Na dzisiejszej konferencji minister zdrowia Adam Niedzielski zapowiedział „narodowy program odbudowy zdrowia Polaków”. Najprawdopodobniej ruszy on na początku przyszłego roku. Do jego głównych założeń należy m.in. wprowadzenie bilansu zdrowia 40-latka czy zniesienie limitów w ambulatoryjnej opiece specjalistycznej.
Narodowy program odbudowy zdrowia Polaków. Jaki plan ma Ministerstwo Zdrowia?
W ciągu ostatniej doby odnotowano najwięcej zgonów z powodu COVID-19 od początku pandemii – zmarły łącznie 603 osoby, z czego u 112 nie wykryto chorób współistniejących. Jeszcze wczoraj minister zdrowia Adam Niedzielski twierdził, że najgorsze mamy już za sobą.
Dziś jednak, na konferencji prasowej, minister poruszył zupełnie inny temat – i zapowiedział narodowy program odbudowy zdrowia Polaków. Jak stwierdził, zdrowie Polaków to nie tylko kwestia zakażeń koronawirusem. W związku z tym rządzący postanowili podjąć działania, które mają zapewnić pacjentom lepszy dostęp do badań i opieki medycznej. „Plan odbudowy” mógłby ruszyć już na początku 2021 r. Jakie są jego założenia?
Po pierwsze – MZ chce wprowadzenia bilansu 40-latka. Po osiągnięciu tego wieku zalecane będzie wykonanie wszystkich podstawowych badań. Nie wiadomo jednak na ten moment, czy będzie to bilans obowiązkowy, czy też raczej – dodatkowy sposób na umożliwienie szybszego wykonania badań.
Drugim elementem programu ma być zniesienie limitów dla ambulatoryjnej opieki specjalistycznej – MZ miało już w tej sprawie porozumieć się z NFZ. Taki ruch ma pozwolić na „nadrobienie pewnego deficytu zdrowia, który został wygenerowany w pandemii”. Jest to jednak sformułowanie co najmniej niefortunne – trudno bowiem mówić, że dopiero pandemia wygenerowała wspomniane deficyty. Dostęp do poradni specjalistycznych jest w Polsce utrudniony już od bardzo dawna. Na wizytę u niektórych lekarzy specjalistów trzeba czekać od kilku do kilkunastu miesięcy.

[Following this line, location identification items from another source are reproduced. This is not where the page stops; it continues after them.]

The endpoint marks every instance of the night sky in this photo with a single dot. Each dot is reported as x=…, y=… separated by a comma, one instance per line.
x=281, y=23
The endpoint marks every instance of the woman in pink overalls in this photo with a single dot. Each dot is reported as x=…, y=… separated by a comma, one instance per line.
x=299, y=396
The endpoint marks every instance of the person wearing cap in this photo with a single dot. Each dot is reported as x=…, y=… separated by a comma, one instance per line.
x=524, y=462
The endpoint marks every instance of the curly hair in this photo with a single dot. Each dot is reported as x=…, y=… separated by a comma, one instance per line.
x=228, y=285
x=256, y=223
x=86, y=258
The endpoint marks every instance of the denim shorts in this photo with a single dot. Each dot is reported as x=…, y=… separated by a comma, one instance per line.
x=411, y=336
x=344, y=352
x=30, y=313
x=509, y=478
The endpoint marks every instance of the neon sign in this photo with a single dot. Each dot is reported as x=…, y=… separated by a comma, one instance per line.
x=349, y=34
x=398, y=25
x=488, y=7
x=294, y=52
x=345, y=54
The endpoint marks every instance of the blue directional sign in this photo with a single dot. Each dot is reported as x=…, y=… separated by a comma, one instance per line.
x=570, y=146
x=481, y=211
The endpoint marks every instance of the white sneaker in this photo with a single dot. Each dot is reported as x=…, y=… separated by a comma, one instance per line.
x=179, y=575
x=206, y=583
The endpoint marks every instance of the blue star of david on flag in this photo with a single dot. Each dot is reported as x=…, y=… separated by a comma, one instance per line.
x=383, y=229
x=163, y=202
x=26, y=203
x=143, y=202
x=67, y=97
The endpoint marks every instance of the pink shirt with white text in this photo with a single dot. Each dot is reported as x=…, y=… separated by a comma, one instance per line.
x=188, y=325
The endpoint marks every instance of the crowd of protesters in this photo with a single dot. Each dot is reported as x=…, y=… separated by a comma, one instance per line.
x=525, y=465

Pandemia jedynie pogłębiła to zjawisko.
Jakie jeszcze działania mają podjąć rządzący w ramach zapowiedzianego planu? Minister chce też poszerzyć funkcjonalność Krajowej Sieci Onkologicznej oraz zbudować podobną strukturę, jeśli chodzi o kardiologię. Jak sam przyznał, choroby kardiologiczne i nowotworowe są „głównymi zabójcami” w Polsce.
Minister poruszył też temat zdrowia psychicznego. Kontynuowana ma być rozbudowa systemu opieki środowiskowej dla młodzieży. Podobne działania mają zostać podjęte także jeśli chodzi o opiekę dla dorosłych. Już teraz jednak można stwierdzić, że to może okazać się niewystarczające.
Minister zachęca, by – mimo pandemii koronawirusa – nie bać się wizyty u lekarza
Pandemia koronawirusa i sytuacja w ochronie zdrowia powodują, że wielu Polaków decyduje się na przełożenie planowanych wizyt i badań. To z kolei powoduje, że u wielu z nich część schorzeń wykrywa się za późno. Minister zachęca w związku z tym, by nie unikać lekarzy. Jak się jednak wydaje, łatwiej powiedzieć niż zrobić – tym bardziej że przy tak dużym obciążeniu ochrony zdrowia niektóre wizyty i zabiegi i tak są obecnie niemożliwe do zrealizowania.
Minister słusznie zauważył też, że przekształcenie dużej części łóżek szpitalnych na covidowe oraz wprowadzenie teleporad na dużą skalę także ogranicza dostępność leczenia. W związku z tym jeden z zespołów pracujących przy MZ opracował wytyczne co do stosowania teleporady. NFZ ma z kolei sprawdzać, czy dostęp do lekarzy POZ w ogóle jest możliwy. W tym celu pracownicy Funduszu mają dzwonić do placówek, a w razie problemów z uzyskaniem połączenia i porady – kontrolować te placówki. Można jednak polemizować, czy to w ogóle dobry pomysł – zwłaszcza, że NFZ może w ten sposób dodatkowo przyczynić się do blokowania linii telefonicznej.